Temperate Myxococcus xanthus phage Mx8 encodes a DNA adenine methylase, Mox.

V Magrini 1, D Salmi 1, D Thomas 1, S K Herbert 1, P L Hartzell 1, P Youderian 1
PMCID: PMC179247  PMID: 9209041

Abstract

Temperate bacteriophage Mx8 of Myxococcus xanthus encapsidates terminally repetitious DNA, packaged as circular permutations of its 49-kbp genome. During both lytic and lysogenic development, Mx8 expresses a nonessential DNA methylase, Mox, which modifies adenine residues in occurrences of XhoI and PstI recognition sites, CTCGAG and CTGCAG, respectively, on both phage DNA and the host chromosome. The mox gene is necessary for methylase activity in vivo, because an amber mutation in the mox gene abolishes activity.

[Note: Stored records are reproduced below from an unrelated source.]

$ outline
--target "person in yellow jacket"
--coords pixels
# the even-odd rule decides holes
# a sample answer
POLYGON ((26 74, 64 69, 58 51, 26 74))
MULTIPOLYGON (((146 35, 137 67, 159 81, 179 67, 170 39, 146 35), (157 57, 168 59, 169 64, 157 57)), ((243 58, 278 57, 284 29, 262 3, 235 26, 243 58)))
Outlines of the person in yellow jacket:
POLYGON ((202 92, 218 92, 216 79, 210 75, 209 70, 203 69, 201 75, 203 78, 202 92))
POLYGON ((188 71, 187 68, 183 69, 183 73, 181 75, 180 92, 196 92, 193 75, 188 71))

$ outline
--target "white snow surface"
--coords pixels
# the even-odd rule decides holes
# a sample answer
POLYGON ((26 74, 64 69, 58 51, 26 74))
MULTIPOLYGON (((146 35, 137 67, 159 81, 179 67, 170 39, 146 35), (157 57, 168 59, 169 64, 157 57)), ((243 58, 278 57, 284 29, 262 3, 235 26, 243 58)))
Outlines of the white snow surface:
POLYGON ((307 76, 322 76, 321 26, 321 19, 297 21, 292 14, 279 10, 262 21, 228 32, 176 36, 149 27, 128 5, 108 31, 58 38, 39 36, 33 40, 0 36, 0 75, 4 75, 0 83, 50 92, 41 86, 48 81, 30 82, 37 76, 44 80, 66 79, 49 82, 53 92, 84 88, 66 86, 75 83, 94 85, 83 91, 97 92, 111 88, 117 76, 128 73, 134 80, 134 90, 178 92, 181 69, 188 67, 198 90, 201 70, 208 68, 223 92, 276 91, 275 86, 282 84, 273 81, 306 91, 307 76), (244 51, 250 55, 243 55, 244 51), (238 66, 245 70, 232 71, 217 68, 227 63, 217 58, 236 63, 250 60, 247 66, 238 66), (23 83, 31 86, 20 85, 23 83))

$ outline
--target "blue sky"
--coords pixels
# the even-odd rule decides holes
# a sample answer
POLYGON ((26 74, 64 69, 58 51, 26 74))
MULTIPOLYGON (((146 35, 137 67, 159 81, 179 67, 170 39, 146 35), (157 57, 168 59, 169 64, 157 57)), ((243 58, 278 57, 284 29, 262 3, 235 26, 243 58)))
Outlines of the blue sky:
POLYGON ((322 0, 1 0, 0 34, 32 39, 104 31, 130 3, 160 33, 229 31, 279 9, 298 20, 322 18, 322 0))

The mox gene is the only phage gene required for methylase activity in vivo, because ectopic expression of mox as part of the M. xanthus mglBA operon results in partial methylation of the host chromosome. The predicted amino acid sequence of Mox is related most closely to that of the methylase involved in the cell cycle control of Caulobacter crescentus. We speculate that Mox acts to protect Mx8 phage DNA against restriction upon infection of a subset of natural M. xanthus hosts. One natural isolate of M. xanthus, the lysogenic source of related phage Mx81, produces a restriction endonuclease with the cleavage specificity of endonuclease BstBI.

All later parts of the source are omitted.